Now it's parked where I work and I can't connect the car via the app. I get a "Vehicle Connection Error".

I'm on 2019.9 if that matters.

​


----------



## iChris93 (Feb 3, 2017)

TMK26 said:


> This happened to me this morning (first time in the 6 months since taking delivery) exiting the highway and coming up to the traffic light. The screen went black and the radio (Slacker) stopped working. The screen rebooted after a couple of minutes (it was a bit nerve wrenching), and Slacker came back a minute or so after that.
> 
> Now it's parked where I work and I can't connect the car via the app. I get a "Vehicle Connection Error".
> 
> ...


I think this is a new issue that cropped up with 2019.8 and may also exist in 2019.9.


----------



## Mehul (Jun 9, 2018)

rchopra said:


> Hello,
> 
> I just posted an update my current situation with an NJ SC and excessive MCU restarts. Hoping to get some polling numbers to share with the SC tomorrow. If you have a minute, please give it a read.

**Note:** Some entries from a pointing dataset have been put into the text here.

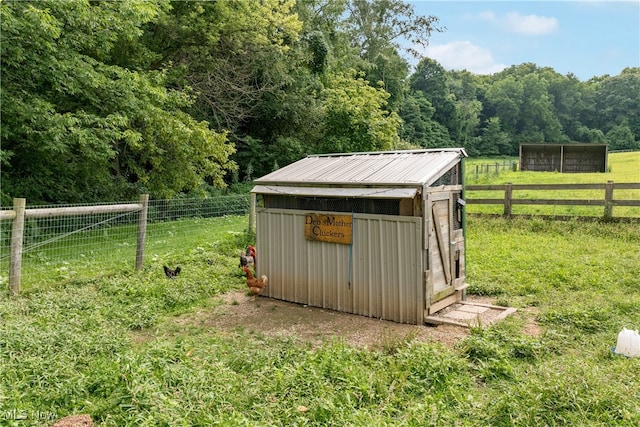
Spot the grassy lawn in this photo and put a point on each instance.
(72, 348)
(624, 167)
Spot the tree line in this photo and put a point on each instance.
(105, 100)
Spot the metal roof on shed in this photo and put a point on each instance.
(383, 168)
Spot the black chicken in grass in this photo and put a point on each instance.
(171, 274)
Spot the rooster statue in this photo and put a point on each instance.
(248, 258)
(255, 285)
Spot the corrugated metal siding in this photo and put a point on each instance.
(386, 270)
(383, 168)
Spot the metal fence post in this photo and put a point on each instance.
(17, 236)
(142, 230)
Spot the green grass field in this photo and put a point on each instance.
(69, 348)
(623, 168)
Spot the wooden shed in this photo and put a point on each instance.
(380, 234)
(564, 158)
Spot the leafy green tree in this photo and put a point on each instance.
(431, 79)
(231, 53)
(492, 141)
(419, 127)
(354, 117)
(78, 127)
(620, 137)
(618, 98)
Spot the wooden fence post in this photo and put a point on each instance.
(252, 212)
(608, 200)
(17, 236)
(142, 230)
(508, 192)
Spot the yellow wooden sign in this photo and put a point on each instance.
(328, 228)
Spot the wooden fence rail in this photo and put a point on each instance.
(508, 201)
(19, 213)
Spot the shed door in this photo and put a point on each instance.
(440, 247)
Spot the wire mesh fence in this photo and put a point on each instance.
(82, 246)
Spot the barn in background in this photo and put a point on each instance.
(569, 158)
(378, 234)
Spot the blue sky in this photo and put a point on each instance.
(585, 38)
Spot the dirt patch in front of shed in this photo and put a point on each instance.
(281, 319)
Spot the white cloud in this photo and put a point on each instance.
(533, 25)
(513, 22)
(464, 55)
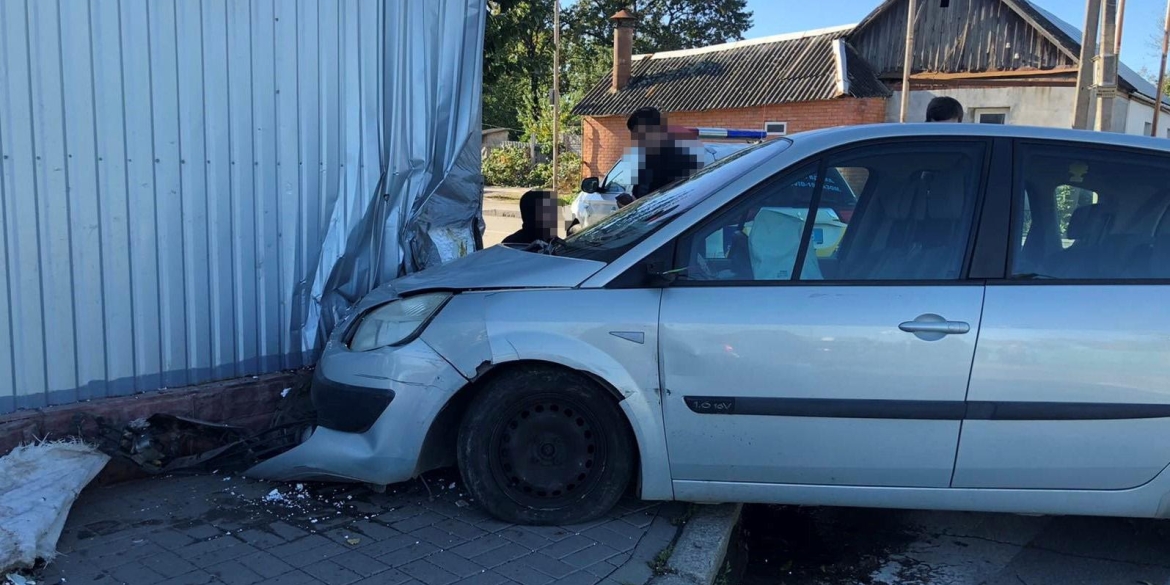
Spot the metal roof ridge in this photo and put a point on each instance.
(747, 42)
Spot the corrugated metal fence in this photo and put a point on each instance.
(169, 171)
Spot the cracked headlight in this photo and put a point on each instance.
(396, 322)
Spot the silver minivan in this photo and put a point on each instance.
(990, 331)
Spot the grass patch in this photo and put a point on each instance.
(659, 565)
(685, 517)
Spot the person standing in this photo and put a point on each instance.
(944, 109)
(662, 160)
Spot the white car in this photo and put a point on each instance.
(598, 199)
(950, 352)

I had similar issue since I took delivery. Computer would reboot 3-4 times in a 10 min trip everyday. Tesla SC kept saying it was a software issue but never got resolved. Finally after 2 months, I had to tweet to Tesla and write a formal letter. SC wanted exact times of the crash so for 3 days I must have spammed them with 50 crash times. That got their attention and they looked at the logs. They finally switched my computer and what do you know.....NO CRASHES since then. I have driven close to 1600 miles after the replacement.

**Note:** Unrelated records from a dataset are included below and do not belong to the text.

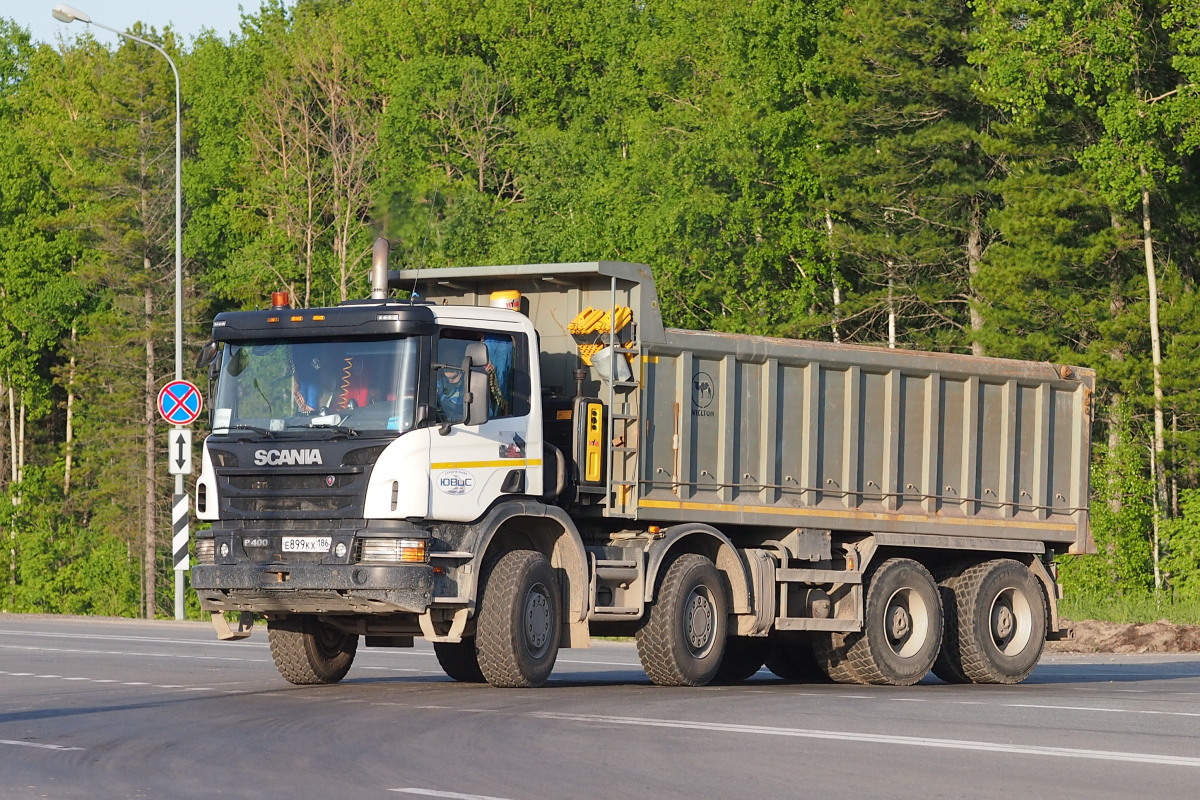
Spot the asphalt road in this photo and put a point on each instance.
(101, 708)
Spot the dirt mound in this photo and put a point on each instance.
(1092, 636)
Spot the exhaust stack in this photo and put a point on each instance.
(379, 253)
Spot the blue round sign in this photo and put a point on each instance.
(180, 402)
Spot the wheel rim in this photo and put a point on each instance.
(906, 621)
(700, 621)
(538, 620)
(1011, 621)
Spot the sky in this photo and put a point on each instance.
(186, 16)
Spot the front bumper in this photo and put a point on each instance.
(313, 588)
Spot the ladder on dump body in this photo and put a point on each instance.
(623, 397)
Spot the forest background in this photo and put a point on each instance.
(1009, 178)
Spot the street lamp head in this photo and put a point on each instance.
(65, 13)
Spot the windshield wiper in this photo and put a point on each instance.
(263, 432)
(329, 426)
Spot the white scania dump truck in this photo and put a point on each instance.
(525, 457)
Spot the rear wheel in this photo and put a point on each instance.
(901, 625)
(309, 651)
(682, 639)
(744, 656)
(520, 620)
(460, 660)
(999, 624)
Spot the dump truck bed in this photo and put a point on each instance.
(737, 429)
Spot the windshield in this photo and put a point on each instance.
(352, 386)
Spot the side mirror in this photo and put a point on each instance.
(207, 354)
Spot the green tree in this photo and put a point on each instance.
(906, 157)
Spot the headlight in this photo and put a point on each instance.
(394, 551)
(205, 551)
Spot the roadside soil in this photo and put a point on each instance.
(1092, 636)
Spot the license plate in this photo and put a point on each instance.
(306, 543)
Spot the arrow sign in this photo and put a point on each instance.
(179, 402)
(179, 458)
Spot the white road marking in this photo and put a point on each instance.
(108, 680)
(126, 653)
(881, 739)
(1105, 710)
(35, 744)
(454, 795)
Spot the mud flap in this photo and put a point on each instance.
(245, 623)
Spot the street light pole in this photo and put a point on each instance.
(65, 13)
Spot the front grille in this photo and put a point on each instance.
(274, 505)
(289, 482)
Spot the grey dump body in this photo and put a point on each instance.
(765, 432)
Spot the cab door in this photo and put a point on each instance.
(473, 465)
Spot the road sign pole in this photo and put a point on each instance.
(177, 534)
(179, 403)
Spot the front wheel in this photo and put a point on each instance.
(520, 620)
(309, 651)
(682, 639)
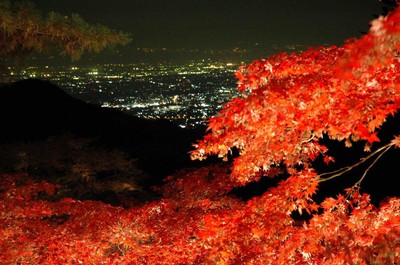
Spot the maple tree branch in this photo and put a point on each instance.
(341, 171)
(357, 184)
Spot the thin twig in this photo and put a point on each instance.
(341, 171)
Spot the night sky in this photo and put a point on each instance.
(225, 24)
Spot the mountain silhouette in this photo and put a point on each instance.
(34, 109)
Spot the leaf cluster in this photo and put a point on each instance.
(23, 29)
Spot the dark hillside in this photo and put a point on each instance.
(33, 110)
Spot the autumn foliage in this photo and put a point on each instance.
(290, 102)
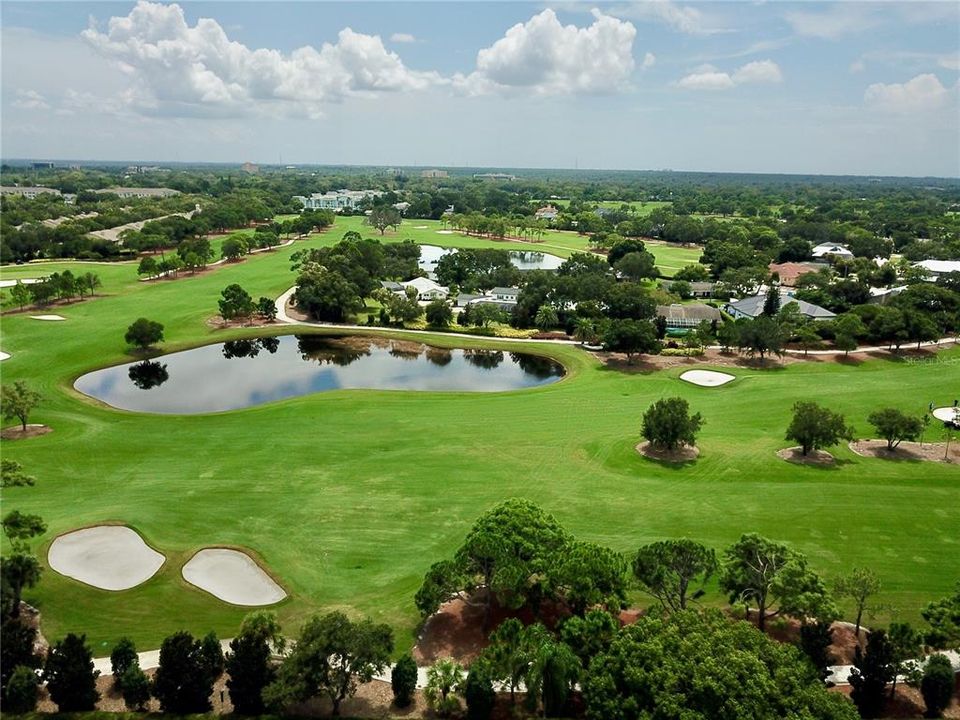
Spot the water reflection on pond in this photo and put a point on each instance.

FYI. If they do replace the computer, you will lose the KWh and Wh/m for the trip. It will get reset. Not sure if you want to record them just to see how much energy the car has used over the life of the car.

Good luck!


----------



## iChris93 (Feb 3, 2017)

Mehul said:


> I had similar issue since I took delivery. Computer would reboot 3-4 times in a 10 min trip everyday. Tesla SC kept saying it was a software issue but never got resolved. Finally after 2 months, I had to tweet to Tesla and write a formal letter. SC wanted exact times of the crash so for 3 days I must have spammed them with 50 crash times. That got their attention and they looked at the logs. They finally switched my computer and what do you know.....NO CRASHES since then. I have driven close to 1600 miles after the replacement.
> 
> FYI. If they do replace the computer, you will lose the KWh and Wh/m for the trip. It will get reset. Not sure if you want to record them just to see how much energy the car has used over the life of the car.
> 
> Good luck!


If it is happening that often, it definitely seems like a hardware issue.


----------